Roman Roads in Britain (1903) was a book written by Thomas Codrington and published by the Society for Promoting Christian Knowledge in autumn 1903. Codrington deplored the impact of the spurious Itinerary attributed to Richard of Cirencester by the eighteenth-century forger Charles Bertram, published in 1757 as De Situ Britanniae ("On the Situation of Britain"). For nearly a hundred years this forgery had a major impact on antiquarian understanding of the Roman roads of Britain. It was not until 1847 that Friedrich Carl Wex used intertextual analysis to debunk the forgery. This was subsequently confirmed by John E. B. Mayor when he published an edition of a genuine text by Richard of Cirencester. However Codrington bemoaned "Though that was long ago shown to be a forgery, statements derived from it, and suppositions founded upon them, are continually repeated, casting suspicion sometimes undeserved on accounts which prove to be otherwise accurate." (RRIB, Preface).

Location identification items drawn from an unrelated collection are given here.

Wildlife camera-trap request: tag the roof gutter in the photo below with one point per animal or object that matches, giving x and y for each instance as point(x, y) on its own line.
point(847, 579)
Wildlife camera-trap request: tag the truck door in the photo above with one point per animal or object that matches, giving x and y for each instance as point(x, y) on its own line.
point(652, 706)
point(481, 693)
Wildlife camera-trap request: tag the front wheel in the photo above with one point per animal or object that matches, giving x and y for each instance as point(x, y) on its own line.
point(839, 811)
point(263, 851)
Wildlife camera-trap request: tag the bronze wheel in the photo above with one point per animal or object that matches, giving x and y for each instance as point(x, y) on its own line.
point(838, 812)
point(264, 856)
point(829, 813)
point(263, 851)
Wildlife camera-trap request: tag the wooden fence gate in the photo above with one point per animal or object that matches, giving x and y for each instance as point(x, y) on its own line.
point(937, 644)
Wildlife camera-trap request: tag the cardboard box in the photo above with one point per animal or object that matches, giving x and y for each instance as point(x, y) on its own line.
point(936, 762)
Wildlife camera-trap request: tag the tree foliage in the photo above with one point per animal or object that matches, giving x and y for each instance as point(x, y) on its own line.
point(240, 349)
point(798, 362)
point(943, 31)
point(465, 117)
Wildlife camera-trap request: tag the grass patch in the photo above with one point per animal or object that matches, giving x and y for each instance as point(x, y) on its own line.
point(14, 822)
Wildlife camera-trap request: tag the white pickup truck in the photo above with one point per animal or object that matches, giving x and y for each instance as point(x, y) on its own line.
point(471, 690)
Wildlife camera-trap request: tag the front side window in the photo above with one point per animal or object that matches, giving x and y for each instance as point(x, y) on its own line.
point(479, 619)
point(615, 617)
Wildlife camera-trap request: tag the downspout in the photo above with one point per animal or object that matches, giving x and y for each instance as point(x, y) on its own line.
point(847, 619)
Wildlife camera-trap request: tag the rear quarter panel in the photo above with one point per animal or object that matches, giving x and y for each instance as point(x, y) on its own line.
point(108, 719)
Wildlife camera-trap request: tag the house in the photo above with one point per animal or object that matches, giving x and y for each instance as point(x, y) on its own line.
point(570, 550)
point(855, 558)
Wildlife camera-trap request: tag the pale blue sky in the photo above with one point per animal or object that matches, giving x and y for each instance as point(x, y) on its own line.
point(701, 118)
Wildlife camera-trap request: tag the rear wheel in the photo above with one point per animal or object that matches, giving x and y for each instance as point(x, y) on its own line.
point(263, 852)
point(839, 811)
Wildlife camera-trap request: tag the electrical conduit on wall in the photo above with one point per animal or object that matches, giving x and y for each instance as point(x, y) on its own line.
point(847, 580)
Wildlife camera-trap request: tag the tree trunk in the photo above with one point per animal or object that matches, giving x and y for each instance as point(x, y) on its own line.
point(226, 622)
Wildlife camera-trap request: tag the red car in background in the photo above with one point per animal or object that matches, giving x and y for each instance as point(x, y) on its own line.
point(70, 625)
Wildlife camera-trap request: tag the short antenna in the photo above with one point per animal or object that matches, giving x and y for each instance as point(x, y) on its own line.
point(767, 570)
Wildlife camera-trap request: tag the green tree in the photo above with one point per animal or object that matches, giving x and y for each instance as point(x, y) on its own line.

Furthermore, the mass production of Ordnance Survey maps in the late 19th century had further popularised Bertram's fabrications (RRIB, Introduction).

==Second Edition==
The Second Edition was published in 1905, and involved the New York publisher E. S. Gorham. The chief revisions were the inclusion of information submitted by readers and gathered in an appendix.

==Third edition==
The third edition was published in 1918, printed on larger and better quality paper than earlier editions. The material included in the appendix was integrated into the main text. Codrington noted that whilst new evidence of Roman roads had come to light, other remains and traces noted in the first edition had vanished. Nevertheless, as he had not been able to verify such changes he left his previous account unaltered. Although there were an additional 20,000 words, nothing substantial was altered.

Francis J. Haverfield, a professor of ancient history, reviewed this edition, saying that whilst he appreciated the accuracy of the surveying, "the surveyor has excluded the geographer". He also expressed dissatisfaction that Codrington had not effectively reviewed previous studies of the Roman Roads, and fails to address more detailed issues arising in particular circumstances.